Rezension

Ein kleines Buch mit großer erzählerischer Kraft

Die Gräfin -

Die Gräfin
von Irma Nelles

Bewertet mit 5 Sternen

Ein kleines Buch von großer erzählerischer Kraft

Das dünne Büchlein hat ein wunderschönes, ruhiges, den Blick in die Weite lenkendes Cover – allein dieses Äußere sagt sehr viel über den Inhalt aus. Ich habe ein wenig gebraucht, bis ich mich eingefunden habe in die Art des Erzählens. Die Autorin, die erst im höheren Alter diesen Roman schrieb, hat eine besondere Fähigkeit, sehr viel zwischen den Zeilen zu vermitteln. Aber es braucht innere Ruhe, um ihr zu folgen und den Reichtum im Ungesagten zu entdecken.

Es werden 6 Tage geschildert, kein Vorher, kein Nachher, nur 6 Tage im Leben der historisch verbrieften und von Geheimnissen und Mythen umgebenen Hallig-Gräfin Diana von Reventlow-Criminil. Wir haben das Jahr 1944. Die Angst vor den Nazis und gleichzeitig der beharrliche Stolz der Insulaner weht durch die Seiten. Es sind heiße Tage, die Hitze liegt auf dem Meer wie eine schwere Last. Ein englischer Pilot, ein Feind, stürzt mit seinem kleinen Flugzeug ins Watt. Der Hund der Gräfin wittert lange vor den Menschen dieses ungewöhnliche Ereignis. Die Gräfin und Maschmann, ihr getreuer Helfer, ziehen den bewusstlosen Piloten aus seiner Kanzel und bringen ihn auf die Warft. Meta, die seit vielen Jahren das zurückgezogene Leben der Gräfin teilt, pflegt mit Hingabe den Fremden. Diese kleine Gemeinschaft an Menschen erfährt durch die Anwesenheit des Fremden auf sehr individuelle Weise innere Unruhe…

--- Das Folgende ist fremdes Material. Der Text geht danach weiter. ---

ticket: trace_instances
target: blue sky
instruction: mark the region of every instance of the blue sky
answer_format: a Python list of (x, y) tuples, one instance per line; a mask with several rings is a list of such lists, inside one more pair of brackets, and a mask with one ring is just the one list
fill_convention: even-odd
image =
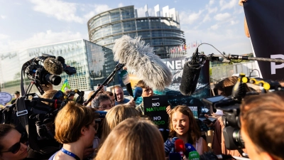
[[(0, 53), (79, 38), (89, 40), (87, 21), (101, 12), (134, 5), (144, 16), (148, 4), (151, 16), (160, 4), (179, 12), (187, 44), (208, 43), (222, 52), (252, 52), (244, 31), (244, 9), (238, 0), (0, 0)], [(205, 54), (218, 53), (202, 46)], [(193, 52), (193, 50), (190, 50)]]

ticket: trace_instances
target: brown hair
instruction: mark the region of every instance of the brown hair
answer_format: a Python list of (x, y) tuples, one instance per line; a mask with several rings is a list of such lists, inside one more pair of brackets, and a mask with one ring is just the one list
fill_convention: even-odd
[(109, 134), (95, 160), (165, 160), (164, 144), (150, 120), (129, 118)]
[(133, 107), (119, 105), (107, 112), (103, 122), (101, 144), (106, 139), (111, 131), (123, 120), (130, 117), (139, 117), (139, 112)]
[(257, 146), (284, 159), (284, 92), (247, 96), (241, 105), (241, 129)]
[(234, 85), (238, 82), (238, 77), (231, 76), (226, 78), (225, 79), (221, 80), (214, 87), (214, 92), (215, 95), (217, 95), (218, 90), (222, 91), (222, 95), (229, 96), (231, 95), (231, 91), (233, 90)]
[(173, 122), (172, 122), (172, 118), (173, 118), (172, 115), (173, 113), (175, 113), (176, 112), (180, 112), (182, 114), (187, 116), (190, 119), (190, 128), (187, 131), (188, 142), (185, 142), (192, 144), (195, 144), (195, 142), (201, 137), (200, 129), (198, 127), (197, 122), (196, 122), (196, 119), (195, 119), (195, 117), (193, 116), (192, 112), (187, 106), (178, 105), (178, 106), (174, 107), (170, 111), (170, 119), (169, 119), (169, 121), (170, 121), (169, 122), (170, 137), (177, 137), (176, 132), (173, 129)]
[(97, 118), (94, 110), (75, 102), (68, 102), (58, 113), (55, 124), (55, 139), (61, 144), (72, 143), (81, 137), (81, 129)]
[[(6, 136), (12, 129), (15, 129), (15, 127), (11, 124), (0, 124), (0, 142), (2, 140), (3, 137)], [(3, 148), (2, 144), (0, 143), (0, 151), (1, 151)], [(0, 152), (0, 155), (2, 153)]]

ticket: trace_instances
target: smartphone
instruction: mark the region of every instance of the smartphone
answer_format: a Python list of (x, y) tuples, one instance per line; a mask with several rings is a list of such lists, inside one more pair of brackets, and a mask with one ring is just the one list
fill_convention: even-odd
[(217, 95), (214, 97), (203, 98), (202, 101), (206, 104), (214, 106), (214, 104), (216, 102), (218, 102), (221, 100), (230, 100), (230, 98), (226, 97), (223, 95)]

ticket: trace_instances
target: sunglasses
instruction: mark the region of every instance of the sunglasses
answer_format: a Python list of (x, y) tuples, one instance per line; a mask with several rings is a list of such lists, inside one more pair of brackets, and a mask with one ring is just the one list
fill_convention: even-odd
[(21, 149), (21, 144), (24, 144), (27, 142), (28, 137), (26, 136), (26, 134), (22, 134), (22, 136), (20, 139), (20, 142), (16, 143), (12, 146), (11, 146), (8, 151), (1, 151), (1, 153), (4, 152), (12, 152), (13, 154), (16, 154)]
[(114, 105), (113, 105), (112, 104), (109, 104), (109, 105), (101, 105), (101, 106), (99, 106), (99, 107), (97, 107), (97, 108), (102, 107), (102, 110), (106, 110), (107, 107), (111, 108), (112, 107), (114, 107)]

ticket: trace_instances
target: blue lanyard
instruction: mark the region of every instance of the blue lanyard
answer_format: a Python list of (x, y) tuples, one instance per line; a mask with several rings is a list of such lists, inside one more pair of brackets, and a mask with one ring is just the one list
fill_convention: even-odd
[(76, 154), (72, 153), (71, 151), (67, 151), (67, 150), (63, 149), (63, 147), (61, 149), (61, 151), (62, 151), (63, 153), (66, 154), (67, 155), (73, 157), (73, 158), (75, 159), (76, 160), (80, 160), (80, 159), (79, 158), (79, 156), (77, 156)]

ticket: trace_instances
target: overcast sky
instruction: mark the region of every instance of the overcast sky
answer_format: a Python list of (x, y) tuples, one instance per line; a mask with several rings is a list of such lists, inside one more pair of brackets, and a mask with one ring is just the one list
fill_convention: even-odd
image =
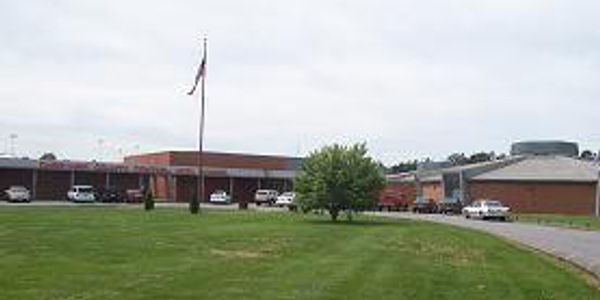
[(385, 163), (565, 139), (600, 149), (600, 1), (0, 0), (0, 151), (205, 148)]

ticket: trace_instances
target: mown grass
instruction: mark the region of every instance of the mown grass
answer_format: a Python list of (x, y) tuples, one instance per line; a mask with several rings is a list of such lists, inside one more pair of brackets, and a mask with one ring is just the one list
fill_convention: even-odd
[(600, 299), (564, 266), (438, 224), (1, 208), (0, 299)]
[(600, 230), (600, 218), (595, 216), (571, 216), (559, 214), (518, 214), (515, 220), (526, 223)]

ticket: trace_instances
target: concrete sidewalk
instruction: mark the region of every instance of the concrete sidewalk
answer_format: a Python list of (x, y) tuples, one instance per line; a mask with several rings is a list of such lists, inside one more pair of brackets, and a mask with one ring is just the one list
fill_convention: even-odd
[(515, 222), (491, 222), (462, 216), (375, 212), (377, 216), (431, 221), (492, 233), (542, 250), (600, 277), (600, 232)]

Es passiert nicht allzu viel auf diesen 170 Seiten. Nicht viel, wenn man auf dramatische Ereignisse wartet. Und doch packte mich beim Lesen eine innere Spannung, denn im Grunde geschieht enorm viel, wenn man sich Zeit dafür nimmt zu erspüren, was die Autorin so geschickt zwischen den Zeilen versteckt. Das Kammerspiel am Meer in einer dunklen historischen Zeit zeichnet Menschen mit unaufgeregtem Mut. Es wird nichts totgeplappert, sondern nur das Nötigste geredet. Die Kostbarkeit der Wörter zeigt sich in der leidenschaftlich klassische Texte zitierenden Gräfin. Und es wird fein beobachtet. Und so findet man im Buch wunderbare Landschaftsschilderungen, Stimmungen am Meer und feinfühlig skizzierte Szenen. Der manchmal etwas spröde Sprachstil in seinem besonderen Charme passt genau zu den Menschen, ebenso die eingestreuten plattdeutschen Einwürfe, die spätestens beim laut Vorlesen gut verständlich werden.

Dieses kleine große Buch hat eine immense Kraft, weil es nach der Lektüre, gerade weil der Text irgendwie unvollständig wirkt, noch lange nachtönt und man geneigt ist, über die 6 Tage hinaus die Geschichte in der Fantasie weiter zu träumen.